Com isso, os produtos importados ficarão mais caros, o consumidor brasileiro
vai comprar mais produto fabricado aqui e essas empresas que têm mais tradição
de mercado internacional, que exportavam, vão reativar suas exportações.
Ao
reativar as exportações, você aprende muito, porque há uma disputa difícil.
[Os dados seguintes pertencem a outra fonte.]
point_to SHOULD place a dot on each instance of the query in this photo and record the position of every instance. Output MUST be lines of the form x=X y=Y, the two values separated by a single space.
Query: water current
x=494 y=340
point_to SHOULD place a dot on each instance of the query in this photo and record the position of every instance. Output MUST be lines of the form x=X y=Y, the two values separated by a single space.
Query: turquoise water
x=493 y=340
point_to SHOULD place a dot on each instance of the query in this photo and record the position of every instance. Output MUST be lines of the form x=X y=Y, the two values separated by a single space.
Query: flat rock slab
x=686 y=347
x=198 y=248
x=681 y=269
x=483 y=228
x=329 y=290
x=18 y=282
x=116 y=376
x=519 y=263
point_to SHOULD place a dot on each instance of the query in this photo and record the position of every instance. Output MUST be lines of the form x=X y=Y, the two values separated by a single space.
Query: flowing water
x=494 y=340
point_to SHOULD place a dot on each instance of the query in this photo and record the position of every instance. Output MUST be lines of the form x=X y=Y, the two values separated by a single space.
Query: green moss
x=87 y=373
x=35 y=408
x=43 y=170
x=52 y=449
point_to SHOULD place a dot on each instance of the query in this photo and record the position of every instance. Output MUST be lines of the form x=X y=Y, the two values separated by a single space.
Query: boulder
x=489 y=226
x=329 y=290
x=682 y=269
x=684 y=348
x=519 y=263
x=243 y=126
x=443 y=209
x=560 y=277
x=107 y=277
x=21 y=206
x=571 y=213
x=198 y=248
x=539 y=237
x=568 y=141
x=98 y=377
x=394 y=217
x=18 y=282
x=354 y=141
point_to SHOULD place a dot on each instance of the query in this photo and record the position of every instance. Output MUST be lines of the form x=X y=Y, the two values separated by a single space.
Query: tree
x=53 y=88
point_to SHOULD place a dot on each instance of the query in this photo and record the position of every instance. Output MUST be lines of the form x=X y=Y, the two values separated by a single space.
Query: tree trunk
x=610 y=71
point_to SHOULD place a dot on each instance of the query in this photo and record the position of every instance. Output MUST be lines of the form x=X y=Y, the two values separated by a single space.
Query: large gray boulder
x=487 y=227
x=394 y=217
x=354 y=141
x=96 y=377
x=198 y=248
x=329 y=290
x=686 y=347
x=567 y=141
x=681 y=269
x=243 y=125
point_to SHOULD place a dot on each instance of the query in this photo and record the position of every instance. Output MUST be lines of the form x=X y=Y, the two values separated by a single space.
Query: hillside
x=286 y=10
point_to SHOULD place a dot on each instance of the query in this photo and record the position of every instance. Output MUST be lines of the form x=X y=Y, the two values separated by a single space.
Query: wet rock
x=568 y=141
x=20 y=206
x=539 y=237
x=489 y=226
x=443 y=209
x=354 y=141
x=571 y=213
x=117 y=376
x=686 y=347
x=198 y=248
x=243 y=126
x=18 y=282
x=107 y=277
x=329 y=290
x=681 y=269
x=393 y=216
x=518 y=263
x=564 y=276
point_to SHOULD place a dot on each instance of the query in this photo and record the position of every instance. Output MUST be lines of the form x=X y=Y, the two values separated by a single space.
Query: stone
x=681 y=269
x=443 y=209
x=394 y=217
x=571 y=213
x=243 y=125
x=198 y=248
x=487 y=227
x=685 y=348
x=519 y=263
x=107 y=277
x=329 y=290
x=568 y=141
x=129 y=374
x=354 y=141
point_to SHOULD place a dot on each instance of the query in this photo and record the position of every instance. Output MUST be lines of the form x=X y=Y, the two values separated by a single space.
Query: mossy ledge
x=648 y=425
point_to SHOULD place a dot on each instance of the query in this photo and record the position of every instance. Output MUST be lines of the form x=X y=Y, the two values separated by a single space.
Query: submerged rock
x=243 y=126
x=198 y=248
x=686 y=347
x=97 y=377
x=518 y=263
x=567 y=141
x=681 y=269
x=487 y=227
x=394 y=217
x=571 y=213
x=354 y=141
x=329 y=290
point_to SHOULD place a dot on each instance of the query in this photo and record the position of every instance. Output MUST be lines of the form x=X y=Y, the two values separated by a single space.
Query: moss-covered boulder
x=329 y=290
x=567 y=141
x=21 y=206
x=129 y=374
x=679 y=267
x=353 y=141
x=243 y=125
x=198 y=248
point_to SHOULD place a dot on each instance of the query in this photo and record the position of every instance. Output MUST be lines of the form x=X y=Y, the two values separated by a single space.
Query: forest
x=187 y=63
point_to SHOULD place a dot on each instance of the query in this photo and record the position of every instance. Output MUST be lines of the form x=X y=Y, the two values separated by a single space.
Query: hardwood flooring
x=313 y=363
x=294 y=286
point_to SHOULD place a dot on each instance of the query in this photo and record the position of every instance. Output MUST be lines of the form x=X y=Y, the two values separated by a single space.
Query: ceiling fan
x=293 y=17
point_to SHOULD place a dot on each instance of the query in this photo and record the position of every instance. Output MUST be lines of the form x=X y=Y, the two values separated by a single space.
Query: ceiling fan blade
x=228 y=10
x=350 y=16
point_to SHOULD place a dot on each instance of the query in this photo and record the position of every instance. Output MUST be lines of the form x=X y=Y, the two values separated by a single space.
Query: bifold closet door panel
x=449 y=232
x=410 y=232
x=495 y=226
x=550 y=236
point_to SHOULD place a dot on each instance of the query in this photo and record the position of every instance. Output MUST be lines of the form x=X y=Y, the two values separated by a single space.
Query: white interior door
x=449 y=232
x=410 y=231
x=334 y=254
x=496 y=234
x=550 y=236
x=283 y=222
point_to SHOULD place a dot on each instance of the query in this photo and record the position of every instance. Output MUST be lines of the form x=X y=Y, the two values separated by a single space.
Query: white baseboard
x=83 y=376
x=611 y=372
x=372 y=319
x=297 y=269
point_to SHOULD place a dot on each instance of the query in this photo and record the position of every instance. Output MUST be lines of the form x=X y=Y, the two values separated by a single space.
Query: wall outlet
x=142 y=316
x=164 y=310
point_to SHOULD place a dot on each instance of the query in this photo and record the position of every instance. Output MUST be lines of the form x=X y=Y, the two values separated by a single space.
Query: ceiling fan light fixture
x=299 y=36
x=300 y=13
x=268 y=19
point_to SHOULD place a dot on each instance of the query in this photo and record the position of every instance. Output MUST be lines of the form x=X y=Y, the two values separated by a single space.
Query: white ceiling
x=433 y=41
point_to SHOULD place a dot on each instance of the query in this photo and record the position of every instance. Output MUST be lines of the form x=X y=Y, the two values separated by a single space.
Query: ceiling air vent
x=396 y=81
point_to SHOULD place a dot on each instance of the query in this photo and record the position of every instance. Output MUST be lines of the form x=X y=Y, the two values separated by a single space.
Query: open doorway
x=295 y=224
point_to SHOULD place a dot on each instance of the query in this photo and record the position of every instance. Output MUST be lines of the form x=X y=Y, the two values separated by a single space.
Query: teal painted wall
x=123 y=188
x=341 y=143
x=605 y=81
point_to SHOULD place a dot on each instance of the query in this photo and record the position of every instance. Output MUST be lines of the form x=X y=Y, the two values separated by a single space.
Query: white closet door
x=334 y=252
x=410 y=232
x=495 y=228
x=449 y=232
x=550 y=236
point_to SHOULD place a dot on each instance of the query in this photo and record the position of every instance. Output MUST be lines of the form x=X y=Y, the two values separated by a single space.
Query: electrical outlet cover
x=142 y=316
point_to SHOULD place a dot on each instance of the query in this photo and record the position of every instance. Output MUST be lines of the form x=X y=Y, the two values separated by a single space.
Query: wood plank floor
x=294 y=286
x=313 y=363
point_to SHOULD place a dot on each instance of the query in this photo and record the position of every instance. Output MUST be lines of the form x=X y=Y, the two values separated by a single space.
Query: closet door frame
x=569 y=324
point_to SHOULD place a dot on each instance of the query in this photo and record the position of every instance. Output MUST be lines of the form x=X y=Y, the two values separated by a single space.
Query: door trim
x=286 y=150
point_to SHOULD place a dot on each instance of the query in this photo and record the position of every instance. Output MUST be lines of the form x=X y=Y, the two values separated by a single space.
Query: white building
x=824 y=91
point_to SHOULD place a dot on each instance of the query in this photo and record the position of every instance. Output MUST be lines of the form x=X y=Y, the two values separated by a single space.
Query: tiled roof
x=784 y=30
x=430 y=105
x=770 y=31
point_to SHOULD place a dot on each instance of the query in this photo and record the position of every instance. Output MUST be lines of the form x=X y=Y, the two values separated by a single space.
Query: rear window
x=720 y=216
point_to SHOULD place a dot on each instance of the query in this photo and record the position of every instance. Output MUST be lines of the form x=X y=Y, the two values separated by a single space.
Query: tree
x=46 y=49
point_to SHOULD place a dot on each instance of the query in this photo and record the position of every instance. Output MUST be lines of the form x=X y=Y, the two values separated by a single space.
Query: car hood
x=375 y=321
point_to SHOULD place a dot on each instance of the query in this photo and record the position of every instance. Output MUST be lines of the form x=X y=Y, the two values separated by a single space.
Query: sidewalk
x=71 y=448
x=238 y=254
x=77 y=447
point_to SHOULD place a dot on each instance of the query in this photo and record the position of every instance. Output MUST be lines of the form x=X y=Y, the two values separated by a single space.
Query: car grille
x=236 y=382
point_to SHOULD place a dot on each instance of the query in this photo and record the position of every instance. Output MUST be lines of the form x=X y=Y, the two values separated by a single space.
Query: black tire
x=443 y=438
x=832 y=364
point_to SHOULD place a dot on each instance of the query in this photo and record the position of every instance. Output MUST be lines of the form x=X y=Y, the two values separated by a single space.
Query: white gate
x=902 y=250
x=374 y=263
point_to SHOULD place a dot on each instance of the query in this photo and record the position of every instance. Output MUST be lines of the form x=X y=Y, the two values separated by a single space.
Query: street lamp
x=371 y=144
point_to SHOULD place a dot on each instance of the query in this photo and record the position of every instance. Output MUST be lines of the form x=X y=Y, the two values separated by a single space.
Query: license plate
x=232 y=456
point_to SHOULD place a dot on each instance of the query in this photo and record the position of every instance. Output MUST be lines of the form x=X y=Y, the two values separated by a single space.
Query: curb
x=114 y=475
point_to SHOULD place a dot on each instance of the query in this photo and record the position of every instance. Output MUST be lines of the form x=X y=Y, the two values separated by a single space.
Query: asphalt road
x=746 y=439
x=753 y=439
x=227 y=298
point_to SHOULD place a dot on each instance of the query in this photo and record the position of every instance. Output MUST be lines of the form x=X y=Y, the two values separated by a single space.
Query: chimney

Então, tecnologia vem, produtividade vem, inovação vem, tudo vem pelo desafio
externo, principalmente onde a briga é mais complicada.
Quando
todos se movimentaram na crise a partir de 2008, Estados Unidos, Japão, Europa,
China, todos se armaram para isso, depreciaram suas moedas, injetaram dinheiro
na economia. O Brasil fez o contrário: recuou. Recuou por quê? Porque o grande
mantra do sistema brasileiro é o fantasma da inflação. Assim, diante de
qualquer medida que você tome, automaticamente um vozerio enorme, comandado
sobretudo pelos bancos, vai dizer que vai gerar inflação.
E
olha que há outros instrumentos para combater a inflação sem aumentar a Selic.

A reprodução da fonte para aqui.